Local Businessmen Preserve History with Entrepreneurial Spirits
Photos by John Kane
For years, Roxbury and Bridgewater were among the state’s handful of dry towns. Bridgwater remained dry until 2014, and, until a few years ago, only six-packs of beer were sold in Roxbury’s market. But both towns are about to get much wetter, largely due to the impetus of two residents who have renovated historic buildings to house new businesses that sell alcohol. It’s a move that many residents hope will keep the area vibrant while preserving the Currier & Ives image.
Several years ago, Elliot Davis installed a hard-cider orchard on his 16-acre farm in Washington, where he and his wife, Karen, an interior designer, and his two children, raise sheep and heritage chickens and harvest maple syrup, honey, and heirloom apples. Davis initially wanted to bottle his own hard cider. But, as it turns out, hard cider is not quite as popular as hard liquor.
Now the venture capitalist-turned-distiller has renovated the historic Roxbury Railroad Station into the Mine Hill Distillery, preserving a piece of local history in the process. The four-acre property, once the town’s industrial hub in the 19th century, abuts the 450-acre Mine Hill land preserve, a National Historic Landmark that features remains of the iron-ore mine, donkey paths, a blasting furnace, and a quarry. After Davis purchased the property in 2015 for $210,000, he sold off a parcel to the Roxbury Land Trust, which renovated a former general store into its new headquarters.
Meanwhile, in the neighboring town of Bridgewater, financier Peter May’s new restaurant, Bridgewater Bistro, is set to open in October
inside the historic Bridgewater Village Store. The Victorian structure dates back to 1899 and was once Thompson’s Mail Order House, the first mail-order company in the country. The bistro will offer patrons an opportunity to imbibe May’s own Maywood Estate wines, as well as other beer and wine selections.
May bought the Bridgewater Village Store building—which also houses the post office—more than 25 years ago. Built from quarter-oak and featuring a 50-foot tower, the building is the town’s centerpiece and the original manufacturing site of Bridgewater Chocolate. But in recent years, May struggled to find a tenant for the store’s adjacent space, previously occupied by a bank. And, in 2013, he sent a letter to residents in town asking them for suggestions about how to reduce the store’s financial losses, which, he noted, amounted to almost $1.5 million at that time. Talk of a restaurant was bandied about, but without a license to serve alcohol, it went nowhere.

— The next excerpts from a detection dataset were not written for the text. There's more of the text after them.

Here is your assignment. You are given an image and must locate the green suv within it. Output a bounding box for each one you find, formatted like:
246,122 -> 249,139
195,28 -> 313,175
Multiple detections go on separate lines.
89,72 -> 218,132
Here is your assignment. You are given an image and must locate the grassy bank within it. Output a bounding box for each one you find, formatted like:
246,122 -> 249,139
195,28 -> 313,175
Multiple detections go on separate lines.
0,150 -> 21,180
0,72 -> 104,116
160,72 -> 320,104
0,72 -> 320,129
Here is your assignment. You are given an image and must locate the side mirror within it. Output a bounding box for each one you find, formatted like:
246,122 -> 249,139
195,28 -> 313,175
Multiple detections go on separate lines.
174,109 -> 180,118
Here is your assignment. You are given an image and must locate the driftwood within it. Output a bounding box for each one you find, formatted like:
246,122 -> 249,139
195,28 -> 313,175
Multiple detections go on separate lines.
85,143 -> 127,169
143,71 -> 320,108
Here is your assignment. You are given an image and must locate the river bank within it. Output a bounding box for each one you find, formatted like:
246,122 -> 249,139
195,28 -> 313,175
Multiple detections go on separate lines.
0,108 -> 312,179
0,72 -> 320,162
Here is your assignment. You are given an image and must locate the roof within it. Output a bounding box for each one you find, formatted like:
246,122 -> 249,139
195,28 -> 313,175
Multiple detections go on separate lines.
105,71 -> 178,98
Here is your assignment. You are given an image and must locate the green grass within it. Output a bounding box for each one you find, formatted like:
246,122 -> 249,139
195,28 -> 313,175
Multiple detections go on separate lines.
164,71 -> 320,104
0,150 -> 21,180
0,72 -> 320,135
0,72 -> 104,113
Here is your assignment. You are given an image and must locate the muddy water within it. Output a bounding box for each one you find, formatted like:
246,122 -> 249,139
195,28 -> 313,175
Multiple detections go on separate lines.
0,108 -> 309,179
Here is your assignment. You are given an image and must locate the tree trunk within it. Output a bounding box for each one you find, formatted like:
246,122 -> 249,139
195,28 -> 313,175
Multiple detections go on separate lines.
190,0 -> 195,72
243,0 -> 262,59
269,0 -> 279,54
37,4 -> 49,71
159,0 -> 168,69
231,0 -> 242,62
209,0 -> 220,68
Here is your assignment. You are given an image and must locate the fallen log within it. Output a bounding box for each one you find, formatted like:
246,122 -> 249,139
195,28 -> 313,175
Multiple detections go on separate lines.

Then, in 2014, when the town passed a liquor ordinance, the restaurant became more feasible. “The response from the town has been overwhelmingly positive,” says Greg Bollard, who manages May’s properties in town, including the 1,000-acre Maywood Estate.
In Roxbury, Davis purchased Railroad Station, comprised of four structures totaling 15,000 square feet. But all of the buildings—a former 1850 cigar factory, coal shed, workshop, and the 1872 train station—were in deplorable condition. The restoration of the buildingss is striking, and residents have taken note.
Before the project, the cluster of ramshackle structures had been up for sale for nearly 12 years, with an original price tag of $3.2 million. Zoning restrictions, the lack of a well, and an inadequate septic system limited the property’s commercial use. For a while, it seemed a piece of the town’s history might be lost. But a drop in asking price and a change in zoning late last year allowed Davis to move forward with his distillery dream.
Once Mine Hill Distillery opens late this fall, it will mark the first time alcohol will since before Prohibition, when a saloon operated in town. The distillery will have a tasting room, offices, distilling area, and barrel storage for aging whiskey, bourbon, and rye. The railroad station, restored to its original appearance, will be used as community space for pop-up galleries and events.
The distillery’s larger mission is to help the community, says Davis, who is contracting local farmers to grow wheat, barley, and rye. “Our logo is ‘Still made in Connecticut,’” he says.
Restoring the railroad station also has been a godsend for preserving the town’s heritage, says Susan Payne, director of the Roxbury Land Trust. “The town is thrilled to see it coming back.”